Suppose $I$ is an ideal in a ring $R$ and $J,K$ are ideals such that $I\subseteq J\cup K$. Then either $I\subseteq J$ or $I\subseteq K$. Indeed, suppose that there is some $x\in I$ such that $x\not\in J$. If $y\in I$ is arbitrary and $y\not\in K$ then $x + y$ is in neither $J$ nor $K$. Thus, $y\in K$ and so $I\subseteq K$.

In other words, if there is some element of $I$ that is not in $J$, then $I$ is contained entirely in $K$.

A generalisation for commutative rings is as follows: if $J_1,J_2,\dots,J_n\subseteq R$ are ideals such that at most two of them are not prime ideals, and $I$ is an ideal such that $I\subseteq \cup_i J_i$ then $I\subseteq J_k$ for some $k$. Of course, one does not need the hypothesis that at most two of the $J_1,\dots,J_n$ are not prime if $I$ is principal.

If one drops the hypothesis that at most two of the ideals $J_1,\dots,J_n$ are not prime, then the conclusion no longer holds in general, though.

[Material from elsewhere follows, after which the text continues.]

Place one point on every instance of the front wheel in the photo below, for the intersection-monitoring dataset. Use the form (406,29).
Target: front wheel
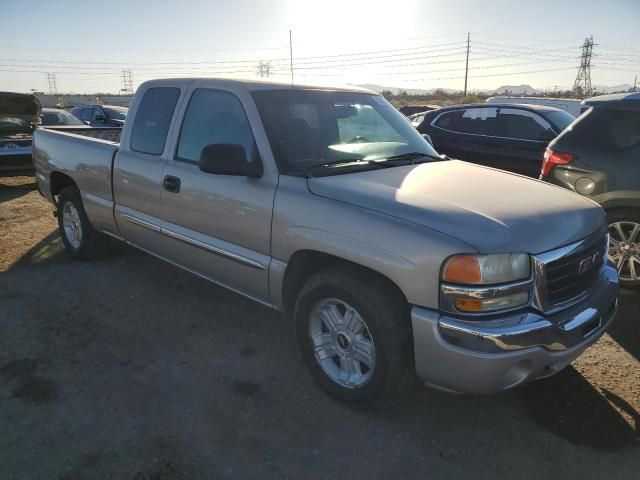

For example, consider the ring $R = \Z/2[x,y]/(x^2,y^2)$. It is a ring with sixteen elements. In $R$, the ideal $(x,y)$ has eight elements. Furthermore,
$$(x,y)\subseteq (x)\cup (y)\cup (x+y).$$
However, each of the ideals $(x), (y),$ and $(x+y)$—none of which are prime—only has four elements, and so $(x,y)$ is not contained in any of them.